Metadata-Version: 2.4
Name: wsdp
Version: 0.0.4
Summary: A pipeline for large scale deep-learning based wireless sensing tasks, including preprocess, training and eval
Author-email: sdp_group <yuanhao.cui@bupt.edu.cn>
License-Expression: MIT AND (Apache-2.0 OR BSD-2-Clause)
Project-URL: Homepage, https://github.com/yuanhao-cui/Sensing-Data-Protocol
Project-URL: Bug Tracker, https://github.com/yuanhao-cui/Sensing-Data-Protocol/issues
Requires-Python: >=3.11
Description-Content-Type: text/markdown
License-File: LICENSE
Requires-Dist: torch>=2.7.1
Requires-Dist: numpy>=2.4.1
Requires-Dist: matplotlib>=3.10.0
Requires-Dist: scikit_learn==1.8.0
Requires-Dist: seaborn==0.13.2
Dynamic: license-file

[![SDP](https://img.shields.io/badge/Sensing_Dataset-Platform-356596)](https://sdp8.org/)
![TOML](https://img.shields.io/badge/dynamic/toml?url=https://raw.githubusercontent.com/yuanhao-cui/Sensing-Data-Protocol/refs/heads/main/pyproject.toml&query=%24.project.name&logo=pypi&label=pip
)
[![GitHub](https://img.shields.io/github/license/yuanhao-cui/Sensing-Data-Protocol?color=green
)](https://github.com/yuanhao-cui/Sensing-Data-Protocol/blob/main/LICENSE)
![Welcome to Ask](https://img.shields.io/badge/Welcome_to-Ask-72B063)

# SDP: Sensing Data Protocol for Scalable Wireless Sensing

**SDP (Sensing Data Protocol)** is a protocol-level abstraction framework and unified benchmark for scalable wireless sensing and perception based on wireless signals such as Channel State Information(CSI).
The protocol is designed to decouple learning performance from hardware-specific artifacts, enabling **fair, reproducible, and scalable evaluation** of deep learning models for wireless sensing tasks.

SDP enforces **deterministic physical-layer sanitization, canonical tensor construction, and standardized training and evaluation procedures**, making it particularly suitable for wireless sensing research, activity recognition, device-free sensing, and cross-dataset benchmarking.

Our main result can be illustrated by the following pictures.

**Mean Top-1 accuracy with 95% confidence intervals over five runs**
![accuracy](./img/accuracy.png)

**Performance stability comparison between the baseline and SDP across five random seeds.
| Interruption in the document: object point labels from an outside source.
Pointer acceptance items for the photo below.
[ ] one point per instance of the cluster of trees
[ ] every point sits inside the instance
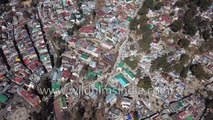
(198, 71)
(190, 22)
(180, 66)
(132, 63)
(142, 22)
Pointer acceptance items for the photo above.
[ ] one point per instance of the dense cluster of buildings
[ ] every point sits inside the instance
(93, 61)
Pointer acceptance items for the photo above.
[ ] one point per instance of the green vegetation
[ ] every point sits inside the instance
(184, 59)
(176, 66)
(161, 63)
(184, 43)
(198, 71)
(158, 5)
(142, 22)
(132, 63)
(145, 83)
(206, 46)
(176, 25)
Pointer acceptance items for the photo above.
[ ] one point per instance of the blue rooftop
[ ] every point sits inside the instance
(122, 80)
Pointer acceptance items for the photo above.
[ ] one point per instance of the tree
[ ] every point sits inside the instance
(204, 4)
(176, 25)
(198, 71)
(184, 59)
(206, 34)
(158, 5)
(180, 3)
(184, 43)
(70, 31)
(190, 28)
(183, 73)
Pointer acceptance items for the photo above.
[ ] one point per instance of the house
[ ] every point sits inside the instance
(3, 98)
(32, 99)
(130, 74)
(126, 103)
(111, 98)
(87, 30)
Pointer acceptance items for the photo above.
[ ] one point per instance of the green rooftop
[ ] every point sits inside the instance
(62, 102)
(130, 73)
(85, 56)
(190, 118)
(99, 85)
(121, 64)
(91, 74)
(56, 86)
(3, 98)
(150, 26)
(111, 90)
(129, 19)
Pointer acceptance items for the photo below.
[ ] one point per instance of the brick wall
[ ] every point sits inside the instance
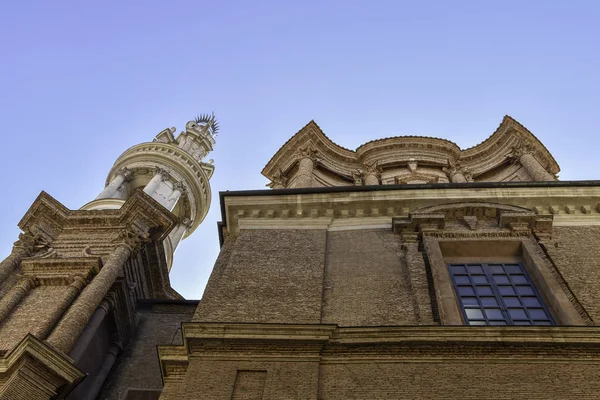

Boxplots show the distribution of Top-1 accuracy, with scattered dots indicating individual runs.**
![accuracy](./img/reproducibility_and_stability.png)

**Rank consistency heatmap across five random seeds on the ElderAL-CSI dataset. Colors indicate per-seed performance rank (1 = best), with overlaid Top-1 accuracy values. Full SDP exhibits stable top-ranked performance, while ablated variants show higher ranking variability.**
![accuracy](./img/ablation_rank.png)

More details are illustrated in our paper [A Sensing Dataset Protocol for Benchmarking and Multi-Task Wireless Sensing](https://arxiv.org/abs/2512.12180).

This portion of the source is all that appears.